The operation shifts from explaining what happened to catching what is about to, problems get fixed while they are still small, and every technology and AI investment maps to a decision it improves.
How engagements run
Every engagement starts with the diagnosis: tracing the friction back to its real cause, down where the problem starts. From there, the fix is designed with your team, so the strategy fits how your operation runs and your people can carry it.

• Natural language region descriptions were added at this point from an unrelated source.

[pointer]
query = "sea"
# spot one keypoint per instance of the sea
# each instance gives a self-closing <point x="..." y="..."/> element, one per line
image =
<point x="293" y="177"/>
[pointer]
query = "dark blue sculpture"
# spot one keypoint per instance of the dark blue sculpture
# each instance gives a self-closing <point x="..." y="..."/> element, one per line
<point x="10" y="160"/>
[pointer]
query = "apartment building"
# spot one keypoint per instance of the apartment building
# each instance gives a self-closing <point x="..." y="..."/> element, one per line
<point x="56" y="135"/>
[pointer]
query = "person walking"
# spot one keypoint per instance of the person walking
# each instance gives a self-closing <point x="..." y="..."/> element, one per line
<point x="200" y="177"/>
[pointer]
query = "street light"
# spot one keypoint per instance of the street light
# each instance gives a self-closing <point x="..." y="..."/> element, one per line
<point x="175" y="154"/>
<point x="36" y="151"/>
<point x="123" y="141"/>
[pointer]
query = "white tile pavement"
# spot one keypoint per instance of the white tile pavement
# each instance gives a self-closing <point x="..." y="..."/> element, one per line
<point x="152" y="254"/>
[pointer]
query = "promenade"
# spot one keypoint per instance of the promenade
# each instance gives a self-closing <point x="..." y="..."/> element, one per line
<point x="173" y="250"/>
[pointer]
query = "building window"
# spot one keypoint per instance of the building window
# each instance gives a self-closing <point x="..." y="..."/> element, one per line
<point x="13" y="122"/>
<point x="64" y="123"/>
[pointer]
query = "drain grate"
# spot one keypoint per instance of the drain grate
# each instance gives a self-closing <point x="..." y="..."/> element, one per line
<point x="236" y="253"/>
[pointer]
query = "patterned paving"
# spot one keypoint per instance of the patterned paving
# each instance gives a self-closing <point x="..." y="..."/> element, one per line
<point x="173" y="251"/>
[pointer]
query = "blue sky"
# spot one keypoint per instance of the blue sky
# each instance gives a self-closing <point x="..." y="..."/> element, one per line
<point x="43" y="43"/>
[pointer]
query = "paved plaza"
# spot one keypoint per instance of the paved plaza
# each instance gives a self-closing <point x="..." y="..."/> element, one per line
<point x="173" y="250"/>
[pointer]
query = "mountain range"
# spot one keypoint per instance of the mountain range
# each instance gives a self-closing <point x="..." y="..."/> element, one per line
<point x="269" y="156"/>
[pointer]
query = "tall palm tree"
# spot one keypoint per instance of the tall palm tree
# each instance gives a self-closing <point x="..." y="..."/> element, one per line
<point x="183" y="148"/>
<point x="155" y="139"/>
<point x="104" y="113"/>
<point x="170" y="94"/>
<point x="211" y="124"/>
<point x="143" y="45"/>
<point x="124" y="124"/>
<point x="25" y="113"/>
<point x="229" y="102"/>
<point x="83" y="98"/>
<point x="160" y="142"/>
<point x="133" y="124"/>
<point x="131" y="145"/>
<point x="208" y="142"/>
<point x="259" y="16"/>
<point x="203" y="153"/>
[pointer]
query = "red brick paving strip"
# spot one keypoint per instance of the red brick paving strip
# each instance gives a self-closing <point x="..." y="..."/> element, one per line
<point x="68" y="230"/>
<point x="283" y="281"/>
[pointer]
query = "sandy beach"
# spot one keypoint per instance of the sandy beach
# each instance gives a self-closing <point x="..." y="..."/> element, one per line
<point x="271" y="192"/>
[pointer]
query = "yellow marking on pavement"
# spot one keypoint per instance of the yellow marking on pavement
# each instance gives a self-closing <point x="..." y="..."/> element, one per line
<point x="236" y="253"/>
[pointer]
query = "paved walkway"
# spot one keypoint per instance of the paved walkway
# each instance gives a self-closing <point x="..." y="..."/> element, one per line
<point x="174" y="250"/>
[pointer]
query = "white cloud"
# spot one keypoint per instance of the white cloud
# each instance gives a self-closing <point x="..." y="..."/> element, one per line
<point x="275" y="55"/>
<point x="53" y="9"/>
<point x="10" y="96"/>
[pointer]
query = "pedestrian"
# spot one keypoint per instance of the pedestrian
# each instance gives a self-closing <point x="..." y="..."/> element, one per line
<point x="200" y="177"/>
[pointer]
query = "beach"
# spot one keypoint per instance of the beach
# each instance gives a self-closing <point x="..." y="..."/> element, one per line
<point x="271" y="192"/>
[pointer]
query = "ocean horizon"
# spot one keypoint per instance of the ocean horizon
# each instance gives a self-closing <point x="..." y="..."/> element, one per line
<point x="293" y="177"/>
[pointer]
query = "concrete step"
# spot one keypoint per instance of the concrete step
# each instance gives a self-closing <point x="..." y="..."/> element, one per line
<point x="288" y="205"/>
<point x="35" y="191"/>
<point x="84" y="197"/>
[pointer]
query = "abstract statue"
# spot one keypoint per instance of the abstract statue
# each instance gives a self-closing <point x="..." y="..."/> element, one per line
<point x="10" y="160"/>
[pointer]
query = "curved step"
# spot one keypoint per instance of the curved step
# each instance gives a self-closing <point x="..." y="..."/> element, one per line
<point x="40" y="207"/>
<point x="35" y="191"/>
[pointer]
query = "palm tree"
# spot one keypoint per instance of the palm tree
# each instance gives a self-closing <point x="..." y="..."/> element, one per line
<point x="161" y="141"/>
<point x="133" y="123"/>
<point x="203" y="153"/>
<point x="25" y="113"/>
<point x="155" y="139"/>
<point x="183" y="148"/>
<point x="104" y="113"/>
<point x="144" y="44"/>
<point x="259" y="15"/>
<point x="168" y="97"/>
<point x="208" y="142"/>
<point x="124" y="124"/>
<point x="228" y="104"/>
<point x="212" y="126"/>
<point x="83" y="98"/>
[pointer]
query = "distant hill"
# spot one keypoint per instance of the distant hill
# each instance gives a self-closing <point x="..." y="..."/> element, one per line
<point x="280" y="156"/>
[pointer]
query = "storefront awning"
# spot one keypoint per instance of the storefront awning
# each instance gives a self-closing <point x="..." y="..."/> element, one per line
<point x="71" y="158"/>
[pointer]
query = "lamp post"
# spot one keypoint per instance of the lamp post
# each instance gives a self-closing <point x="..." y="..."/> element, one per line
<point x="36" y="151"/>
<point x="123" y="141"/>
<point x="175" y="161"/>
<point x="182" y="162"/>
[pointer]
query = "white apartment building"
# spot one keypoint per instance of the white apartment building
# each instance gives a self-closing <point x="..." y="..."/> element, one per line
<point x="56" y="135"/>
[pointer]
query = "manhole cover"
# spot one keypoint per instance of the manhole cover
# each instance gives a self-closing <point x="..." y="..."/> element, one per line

Most work is project-based: a defined build with a clear outcome, run deep inside the business until the new model holds on its own. Clients can take the diagnosis and design and run the build themselves; more often EBD walks through implementation with them, doing the heavy lift where it helps and building the team's ownership along the way. Project-based doesn't mean transactional: the model is built for operators who return as the business scales into its next constraint.
For leaders who want a steady hand rather than a full build, EBD also works in an advisory capacity: pressure-testing operating-model and major-investment decisions alongside the executive team.
We work with a few clients at a time, deep in the business rather than wide across many.